Go to [NCBI BLAST](https://blast.ncbi.nlm.nih.gov/) and:

- Enter the sequence of mutant 2 under **Query Sequence**
- Select *Align two or more sequences*
- Enter the sequence of the original protein under **Subject Sequence**
- Run BLAST and wait for result
- Go to *Alignments* -> can you find all the inserted and deleted stretches?

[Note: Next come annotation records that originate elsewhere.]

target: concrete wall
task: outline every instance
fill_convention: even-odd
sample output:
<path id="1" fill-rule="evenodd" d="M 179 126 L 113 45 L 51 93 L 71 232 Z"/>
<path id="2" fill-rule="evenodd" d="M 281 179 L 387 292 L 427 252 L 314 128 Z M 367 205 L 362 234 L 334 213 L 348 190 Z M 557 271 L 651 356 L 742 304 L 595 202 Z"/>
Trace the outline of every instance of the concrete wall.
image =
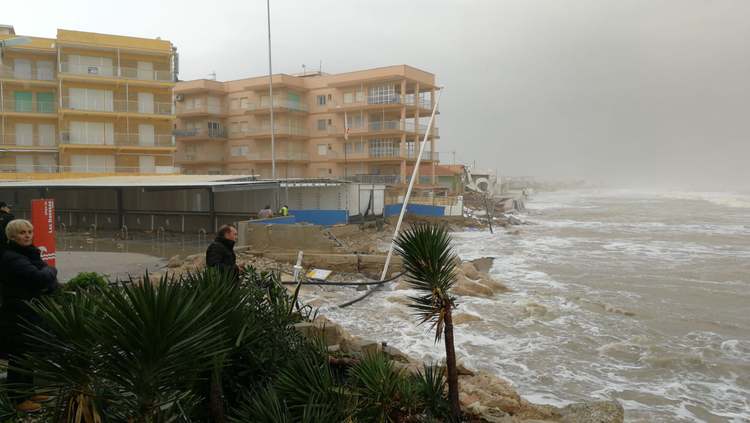
<path id="1" fill-rule="evenodd" d="M 401 206 L 401 204 L 389 204 L 385 206 L 385 216 L 398 216 L 399 213 L 401 213 Z M 445 216 L 445 207 L 428 206 L 425 204 L 409 204 L 406 206 L 406 213 L 417 216 L 441 217 Z"/>
<path id="2" fill-rule="evenodd" d="M 339 245 L 316 225 L 258 224 L 238 222 L 238 247 L 252 251 L 340 251 Z"/>

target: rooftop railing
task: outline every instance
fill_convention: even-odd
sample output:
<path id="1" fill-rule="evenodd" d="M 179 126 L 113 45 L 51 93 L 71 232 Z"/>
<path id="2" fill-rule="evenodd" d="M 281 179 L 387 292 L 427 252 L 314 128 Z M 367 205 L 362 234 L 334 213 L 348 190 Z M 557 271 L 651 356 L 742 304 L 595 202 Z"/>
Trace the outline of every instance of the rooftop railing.
<path id="1" fill-rule="evenodd" d="M 52 101 L 34 101 L 18 100 L 15 98 L 5 98 L 0 103 L 0 111 L 13 113 L 43 113 L 54 114 L 57 112 L 57 102 Z"/>
<path id="2" fill-rule="evenodd" d="M 172 147 L 174 138 L 167 134 L 134 134 L 116 133 L 105 134 L 75 134 L 69 131 L 60 133 L 60 144 L 64 145 L 105 145 L 105 146 L 137 146 L 137 147 Z"/>
<path id="3" fill-rule="evenodd" d="M 133 100 L 104 101 L 95 98 L 63 97 L 63 109 L 82 110 L 89 112 L 136 113 L 144 115 L 171 116 L 174 114 L 172 103 L 141 102 Z"/>
<path id="4" fill-rule="evenodd" d="M 72 75 L 102 76 L 139 81 L 172 82 L 174 77 L 169 70 L 138 69 L 125 66 L 89 65 L 83 63 L 60 62 L 60 72 Z"/>

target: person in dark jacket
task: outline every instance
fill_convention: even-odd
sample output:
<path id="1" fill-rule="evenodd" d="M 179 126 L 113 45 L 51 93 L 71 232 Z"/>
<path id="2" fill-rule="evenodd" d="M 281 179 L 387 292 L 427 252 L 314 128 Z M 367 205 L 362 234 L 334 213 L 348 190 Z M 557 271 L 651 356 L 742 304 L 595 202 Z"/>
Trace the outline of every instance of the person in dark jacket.
<path id="1" fill-rule="evenodd" d="M 10 221 L 5 227 L 8 245 L 0 252 L 0 288 L 3 304 L 0 322 L 3 328 L 3 349 L 8 354 L 8 393 L 23 412 L 38 411 L 36 401 L 42 396 L 32 395 L 33 376 L 21 371 L 17 357 L 33 347 L 27 337 L 23 322 L 40 322 L 39 316 L 28 302 L 41 298 L 57 289 L 57 269 L 42 261 L 39 249 L 33 244 L 34 227 L 23 219 Z"/>
<path id="2" fill-rule="evenodd" d="M 16 217 L 10 213 L 10 207 L 5 201 L 0 201 L 0 249 L 8 243 L 8 237 L 5 236 L 5 227 L 11 220 Z"/>
<path id="3" fill-rule="evenodd" d="M 239 277 L 237 256 L 234 254 L 234 243 L 237 241 L 237 228 L 234 225 L 222 225 L 216 232 L 216 239 L 206 250 L 206 266 L 235 272 Z"/>

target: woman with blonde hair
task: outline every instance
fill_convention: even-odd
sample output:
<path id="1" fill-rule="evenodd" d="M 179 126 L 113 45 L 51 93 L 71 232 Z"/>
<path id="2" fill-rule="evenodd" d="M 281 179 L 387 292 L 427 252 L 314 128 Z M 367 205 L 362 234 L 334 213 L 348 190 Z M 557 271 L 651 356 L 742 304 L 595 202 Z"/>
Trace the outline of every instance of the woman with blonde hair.
<path id="1" fill-rule="evenodd" d="M 44 396 L 33 395 L 33 376 L 19 369 L 17 358 L 31 347 L 23 322 L 39 322 L 39 316 L 28 302 L 53 292 L 57 286 L 57 269 L 42 261 L 34 246 L 34 226 L 23 219 L 15 219 L 5 227 L 8 244 L 0 252 L 0 322 L 6 326 L 3 349 L 8 354 L 8 392 L 16 409 L 33 412 L 41 409 L 36 401 Z"/>

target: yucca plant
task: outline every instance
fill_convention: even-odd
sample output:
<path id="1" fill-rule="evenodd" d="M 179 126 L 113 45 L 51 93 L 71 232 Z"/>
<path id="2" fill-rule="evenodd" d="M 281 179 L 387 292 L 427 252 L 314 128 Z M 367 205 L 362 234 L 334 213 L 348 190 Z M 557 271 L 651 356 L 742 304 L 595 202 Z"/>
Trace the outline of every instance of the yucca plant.
<path id="1" fill-rule="evenodd" d="M 445 337 L 445 358 L 448 368 L 448 398 L 451 417 L 461 414 L 458 402 L 458 371 L 453 339 L 453 309 L 455 298 L 450 290 L 456 282 L 458 256 L 451 247 L 451 237 L 443 226 L 415 224 L 399 234 L 396 252 L 403 260 L 406 281 L 422 293 L 409 297 L 409 306 L 416 310 L 420 324 L 430 323 L 435 331 L 435 343 Z"/>
<path id="2" fill-rule="evenodd" d="M 214 310 L 226 291 L 217 284 L 198 295 L 165 275 L 157 284 L 146 276 L 103 294 L 100 376 L 117 387 L 121 417 L 161 421 L 227 351 L 223 315 Z"/>
<path id="3" fill-rule="evenodd" d="M 445 397 L 445 368 L 425 364 L 423 370 L 413 376 L 412 383 L 425 414 L 441 418 L 450 413 L 450 403 Z"/>
<path id="4" fill-rule="evenodd" d="M 383 353 L 365 354 L 349 377 L 361 398 L 357 415 L 362 421 L 396 422 L 414 406 L 412 385 Z"/>
<path id="5" fill-rule="evenodd" d="M 35 348 L 22 358 L 23 367 L 34 369 L 38 389 L 60 393 L 57 411 L 66 422 L 101 422 L 106 402 L 97 378 L 102 314 L 96 294 L 89 294 L 33 303 L 44 324 L 27 327 Z"/>

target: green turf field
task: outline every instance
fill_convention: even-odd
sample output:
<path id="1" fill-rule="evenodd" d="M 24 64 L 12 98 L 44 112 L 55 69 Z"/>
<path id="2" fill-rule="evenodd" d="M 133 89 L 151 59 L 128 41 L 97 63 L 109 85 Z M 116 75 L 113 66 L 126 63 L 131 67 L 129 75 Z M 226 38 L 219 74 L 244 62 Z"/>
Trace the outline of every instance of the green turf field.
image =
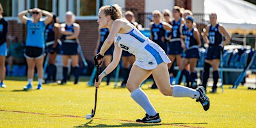
<path id="1" fill-rule="evenodd" d="M 16 79 L 16 80 L 11 80 Z M 86 120 L 94 106 L 95 88 L 68 82 L 43 85 L 42 90 L 23 91 L 25 78 L 7 77 L 6 88 L 0 88 L 0 127 L 255 127 L 256 90 L 240 86 L 224 86 L 216 94 L 207 93 L 211 107 L 205 111 L 190 98 L 166 97 L 158 90 L 142 89 L 148 95 L 162 122 L 141 124 L 134 121 L 145 112 L 130 97 L 126 88 L 113 88 L 114 83 L 98 90 L 96 114 Z M 34 88 L 37 82 L 34 81 Z M 210 88 L 207 88 L 208 90 Z"/>

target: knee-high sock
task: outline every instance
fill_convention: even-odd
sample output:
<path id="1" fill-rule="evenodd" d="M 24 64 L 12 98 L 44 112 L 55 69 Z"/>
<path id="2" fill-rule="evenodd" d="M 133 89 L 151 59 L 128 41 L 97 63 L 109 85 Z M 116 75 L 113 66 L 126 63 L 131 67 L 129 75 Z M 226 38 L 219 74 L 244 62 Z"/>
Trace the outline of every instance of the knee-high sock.
<path id="1" fill-rule="evenodd" d="M 190 97 L 198 99 L 200 93 L 195 90 L 182 86 L 180 85 L 174 85 L 173 87 L 172 96 L 173 97 Z"/>
<path id="2" fill-rule="evenodd" d="M 123 74 L 124 74 L 124 81 L 123 83 L 126 84 L 127 83 L 129 74 L 130 73 L 130 70 L 129 68 L 124 68 L 122 69 Z"/>
<path id="3" fill-rule="evenodd" d="M 56 76 L 57 74 L 57 67 L 53 65 L 53 72 L 52 72 L 52 80 L 56 81 Z"/>
<path id="4" fill-rule="evenodd" d="M 217 88 L 218 79 L 219 79 L 219 72 L 218 70 L 212 72 L 213 78 L 213 86 L 212 88 Z"/>
<path id="5" fill-rule="evenodd" d="M 206 84 L 207 84 L 209 76 L 210 74 L 209 73 L 210 67 L 211 65 L 209 63 L 205 62 L 204 63 L 204 71 L 203 73 L 202 86 L 205 89 L 206 89 Z"/>
<path id="6" fill-rule="evenodd" d="M 157 112 L 148 99 L 148 96 L 140 88 L 131 93 L 131 97 L 150 116 L 156 115 Z"/>
<path id="7" fill-rule="evenodd" d="M 63 80 L 67 81 L 67 76 L 68 76 L 68 67 L 63 67 L 62 68 L 62 75 L 63 75 Z"/>
<path id="8" fill-rule="evenodd" d="M 78 70 L 78 67 L 73 67 L 73 73 L 75 77 L 75 80 L 78 80 L 78 77 L 79 77 L 79 72 Z"/>

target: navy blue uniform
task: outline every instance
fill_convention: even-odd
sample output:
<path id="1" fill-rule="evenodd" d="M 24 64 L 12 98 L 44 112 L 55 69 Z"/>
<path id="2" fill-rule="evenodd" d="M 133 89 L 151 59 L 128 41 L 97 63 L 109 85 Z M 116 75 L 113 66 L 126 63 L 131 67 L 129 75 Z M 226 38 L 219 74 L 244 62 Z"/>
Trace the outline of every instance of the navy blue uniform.
<path id="1" fill-rule="evenodd" d="M 54 26 L 54 24 L 48 25 L 46 26 L 45 31 L 46 51 L 47 52 L 50 52 L 50 50 L 52 49 L 53 44 L 54 44 L 55 35 L 53 30 Z M 60 44 L 58 43 L 56 51 L 58 53 L 60 53 Z"/>
<path id="2" fill-rule="evenodd" d="M 186 48 L 185 51 L 185 58 L 189 59 L 191 58 L 200 58 L 198 45 L 197 44 L 197 41 L 194 35 L 194 28 L 191 31 L 187 31 L 186 33 Z"/>
<path id="3" fill-rule="evenodd" d="M 100 52 L 101 47 L 102 47 L 103 43 L 104 42 L 105 40 L 108 38 L 108 34 L 109 34 L 109 31 L 108 28 L 102 28 L 100 30 L 100 45 L 98 48 L 97 52 Z M 113 52 L 114 51 L 114 46 L 111 45 L 110 47 L 105 52 L 105 55 L 113 54 Z"/>
<path id="4" fill-rule="evenodd" d="M 180 27 L 181 25 L 181 18 L 179 21 L 175 20 L 172 22 L 172 40 L 169 43 L 168 54 L 180 54 L 183 52 L 181 47 Z"/>
<path id="5" fill-rule="evenodd" d="M 74 24 L 68 26 L 66 24 L 65 29 L 67 31 L 74 33 Z M 62 35 L 66 36 L 67 35 Z M 71 40 L 65 40 L 62 42 L 61 51 L 60 53 L 64 55 L 76 55 L 77 54 L 77 42 L 76 38 Z"/>
<path id="6" fill-rule="evenodd" d="M 7 31 L 8 22 L 2 18 L 0 19 L 0 56 L 7 56 Z"/>
<path id="7" fill-rule="evenodd" d="M 208 38 L 210 41 L 205 54 L 206 60 L 220 59 L 220 44 L 222 42 L 222 35 L 219 31 L 219 24 L 209 28 Z"/>
<path id="8" fill-rule="evenodd" d="M 153 36 L 152 41 L 159 45 L 165 52 L 167 52 L 167 44 L 164 42 L 166 31 L 162 23 L 153 24 L 151 26 L 151 34 Z"/>

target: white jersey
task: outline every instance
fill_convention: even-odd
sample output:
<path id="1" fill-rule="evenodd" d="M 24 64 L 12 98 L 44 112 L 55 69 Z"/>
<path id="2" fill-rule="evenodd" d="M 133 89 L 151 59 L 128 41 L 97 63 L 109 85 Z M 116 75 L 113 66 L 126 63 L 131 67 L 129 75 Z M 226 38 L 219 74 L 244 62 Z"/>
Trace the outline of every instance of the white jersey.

> 🧠 Advanced: Go to *Dot Plot* -> can you distinguish the locations of inserted and deleted stretches ?

-------

## Exercise 2: Database alignment

Instead of simply aligning two sequences, a more realistic scenario is to align a sequence against all the sequences in a database. This is how we discover the function of an unknown sequence.

### Exercise 2.1:

Go to [NCBI BLAST](https://blast.ncbi.nlm.nih.gov/) and:

- Enter the sequence of mutant 2 under **Query Sequence**
- Do *NOT* select *Align two or more sequences*
- Change the database to UniProtKB/SwissProt
- Run BLAST and wait for result (this could take some time)
- Can you identify the name and function of this protein ?

### Exercise 2.2:

As you could see, the sequence above was easy to match to existing sequences. Let's try to mutate it even further...

In [None]:
mutant = mutate_protein(protein.seq, 100)

for i in range(10):
    mutant = delete_chunks(mutant, 10)
    mutant = add_chunks(mutant, 5)
    
print('> mutant 3')
print(mutant)

Go to [NCBI BLAST](https://blast.ncbi.nlm.nih.gov/) and:

- Enter the sequence of mutant 3 under **Query Sequence**
- Do *NOT* select *Align two or more sequences*
- Change the database to UniProtKB/SwissProt
- Run BLAST and wait for result (this could take some time)
- 👀 Can you see a difference in alignment scores and E-values compared to mutant 2 ?

### Exercise 2.3:

What happens if we take this even further? 🤔

Let's build an entirely fake protein with a randomly generated sequence...

In [None]:
def random_protein(size):
    seq = [random_AA() for i in range(size)]
    return ''.join(seq)

protein = random_protein(300)
print('> fake protein')
print(protein)

Go to [NCBI BLAST](https://blast.ncbi.nlm.nih.gov/) and:

- Enter the sequence of the *fake protein* under **Query Sequence**
- Do *NOT* select *Align two or more sequences*
- Change the database to UniProtKB/SwissProt
- **Go to *Algorithm parameters* and change *Expected threshold* to 100**.
- Run BLAST and wait for result (this could take some time)
- Go to graphic summary to see an overview of all alignments

> 🧠 What do **you** expect it should happen?

**Notes**:

- If you don't get any matches try generating a new fake protein.
- If you have time, repeat this exercise using different databases, different parameters, etc.


## Wrap-up

Finished? Well done! 🙂

This time you didn't have to write any code, but take some time to make sure you understand all the python code in this notebook as well.